I don’t write poetry any more. I probably should; I enjoy it. Instead I take pictures. I hope that my frames cause people to understand my themes. We can’t be alone. If humankind wants to make any progress (or attempt to regress as little as possible) then it’s imperative we treat each other as humans. And that’s really what this post is all about.
Oh, and about my stance on love n’ stuff in that poem: it’s changed to something like what Butters says in Southpark Episode 714 “Raisins”
STAN
Butters?
BUTTERS
Oh Uh hey, hey Stan.
STAN
What’s the matter with you?
BUTTERS
Well, mu mu mu girlfriend broke up
with me.
HENRIETTA
Did she step on your heart with stiletto
heels?
BUTTERS
Yeah. It sure does hurt.
GOTH 2
That’s cool. I guess you can join up
with us if you want.
GOTH 1
Yeah. We’re gonna go to the graveyard
and write poems about death and how
pointless life is.
BUTTERS
Uh, uhm no thanks. I I love life.
STAN
Huh? But you just got dumped
BUTTERS
Wuh-ell yeah, and I’m sad, but at the
same time I’m really happy that somethin’

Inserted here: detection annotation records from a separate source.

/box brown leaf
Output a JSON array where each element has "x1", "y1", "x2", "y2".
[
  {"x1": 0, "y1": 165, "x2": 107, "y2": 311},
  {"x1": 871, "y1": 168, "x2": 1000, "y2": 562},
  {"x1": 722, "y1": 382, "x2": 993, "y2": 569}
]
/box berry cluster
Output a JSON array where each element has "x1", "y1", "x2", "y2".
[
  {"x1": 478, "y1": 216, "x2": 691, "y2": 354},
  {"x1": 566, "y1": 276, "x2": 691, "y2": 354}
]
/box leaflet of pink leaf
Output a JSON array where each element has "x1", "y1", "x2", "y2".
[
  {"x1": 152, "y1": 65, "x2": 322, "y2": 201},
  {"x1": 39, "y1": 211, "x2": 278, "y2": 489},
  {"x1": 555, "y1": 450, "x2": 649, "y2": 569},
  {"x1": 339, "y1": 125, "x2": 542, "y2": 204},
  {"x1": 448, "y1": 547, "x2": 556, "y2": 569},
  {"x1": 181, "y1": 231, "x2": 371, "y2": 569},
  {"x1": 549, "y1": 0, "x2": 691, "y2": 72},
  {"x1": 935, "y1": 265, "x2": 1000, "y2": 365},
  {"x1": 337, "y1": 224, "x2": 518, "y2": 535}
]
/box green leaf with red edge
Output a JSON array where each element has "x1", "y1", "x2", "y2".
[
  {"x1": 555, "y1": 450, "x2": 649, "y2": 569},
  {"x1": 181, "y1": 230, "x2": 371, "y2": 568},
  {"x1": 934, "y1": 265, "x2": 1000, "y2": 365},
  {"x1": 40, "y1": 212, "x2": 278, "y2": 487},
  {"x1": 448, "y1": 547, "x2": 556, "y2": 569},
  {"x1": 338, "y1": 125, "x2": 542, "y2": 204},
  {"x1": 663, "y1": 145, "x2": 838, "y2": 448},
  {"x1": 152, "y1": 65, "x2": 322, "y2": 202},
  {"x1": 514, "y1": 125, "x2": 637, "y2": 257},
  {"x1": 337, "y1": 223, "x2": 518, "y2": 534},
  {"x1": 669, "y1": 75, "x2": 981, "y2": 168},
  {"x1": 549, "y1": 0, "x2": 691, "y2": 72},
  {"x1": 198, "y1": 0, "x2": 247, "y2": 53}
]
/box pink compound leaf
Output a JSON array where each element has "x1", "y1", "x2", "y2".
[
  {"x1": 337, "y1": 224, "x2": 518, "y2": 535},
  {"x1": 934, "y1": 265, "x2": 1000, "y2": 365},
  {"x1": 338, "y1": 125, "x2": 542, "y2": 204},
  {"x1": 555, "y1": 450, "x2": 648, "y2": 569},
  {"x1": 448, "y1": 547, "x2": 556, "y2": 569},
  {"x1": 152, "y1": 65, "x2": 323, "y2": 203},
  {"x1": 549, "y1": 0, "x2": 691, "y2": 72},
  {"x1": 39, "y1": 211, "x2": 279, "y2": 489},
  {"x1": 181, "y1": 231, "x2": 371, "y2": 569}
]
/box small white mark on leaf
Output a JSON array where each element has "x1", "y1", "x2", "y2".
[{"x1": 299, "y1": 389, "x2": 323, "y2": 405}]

could make me feel that sad. It’s like,
ih ih, ih it makes me feel alive, you
know? It makes me feel human. And the
only way I could feel this sad now is
if I felt somethin’ really good before.
So I have to take the bad with the good,
so I guess what I’m feelin’ is like
a, beautiful sadness. I guess that sounds
stupid…
No it doesn’t, Butters. If I had listened to you freshman year, I wouldn’t have to be reading my emo graveyard poems today and I would feel a little less stupid.